Composed Image Retrieval (CIR) aims to retrieve a target image based on a query composed of a reference image, and a relative caption that specifies the desired modification. Despite the rapid development of CIR models, their performance is not well characterized by existing benchmarks, which inherently contain indeterminate queries degrading the evaluation (i.e., multiple candidate images, rather than solely the target image, meet the query criteria), and have not considered their effectiveness in the context of the multi-round system.
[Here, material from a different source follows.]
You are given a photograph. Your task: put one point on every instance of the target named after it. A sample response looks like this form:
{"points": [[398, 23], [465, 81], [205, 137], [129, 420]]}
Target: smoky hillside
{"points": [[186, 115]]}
Motivated by this, we consider improving the evaluation procedure from two aspects: 1) we introduce FISD, a Fully-Informed Semantically-Diverse benchmark, which employs generative models to precisely control the variables of reference-target image pairs, enabling a more accurate evaluation of CIR methods across six dimensions, without query ambiguity; 2) we propose an automatic multi-round agentic evaluation framework to probe the potential of the existing models in the interactive scenarios. By observing how models adapt and refine their choices over successive rounds of queries, this framework provides a more realistic appraisal of their efficacy in practical applications. Extensive experiments and comparisons prove the value of our novel evaluation on typical CIR methods.